If you belong to one of these groups, and the child’s parent doesn’t want you to spend time with your grandchild, you can request visitation rights from a Tennessee court. That said, ideally, you should try to mend fences if there exists some family dispute. Tennesse Code Annotated 36-6-306 is very specific about the circumstances in which it will allow the court to compel visitation.

The six possible sets of circumstances are as follows:

  • Another state court ordered grandparent visitation rights
  • The parents have gotten divorced, legally separated, or weren’t ever married
  • The child’s parent hasn’t been seen for at minimum six months
  • The grandchild is an unmarried minor whose parents passed away
  • The grandparent and child had a “significant relationship,” where there was no abuse or possibility of “significant harm to the child,” for at least a year before the parents took the grandchild away
  • The child used to live with the grandparent for at least a year before the parents took away the child from the grandparents

This last example sets in place a rebuttable presumption that the court’s denial of visitation rights could end in substantial harm to the child.

Continuing on, if the grandparent(s) can prove one of these situations exists, then the court would weigh whether the child would experience substantial harm in the absence of visitation with their grandparent(s). As defined in the Tennesse Court of Appeal case Ray v.
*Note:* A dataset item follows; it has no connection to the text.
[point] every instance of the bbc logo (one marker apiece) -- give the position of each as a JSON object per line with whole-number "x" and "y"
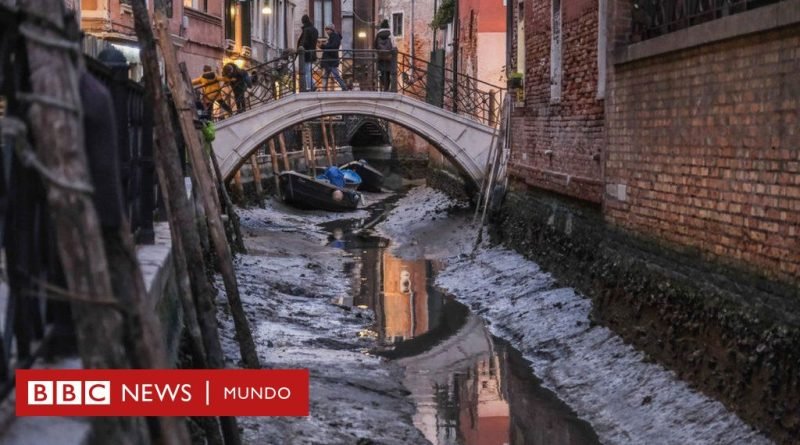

Ray (83 S.W.3d 726), substantial harm means a “real hazard” which is more than a “theoretical possibility.”

Once that is established, the court will consider if the child and grandparent have a significant relationship: if the grandparent has been a full-time caretaker for the child or frequently visited the child over six months.

If after this determination, the court also finds that grandparent visitation rights are in the best interest of the child, then the court may award such rights to the grandparent(s).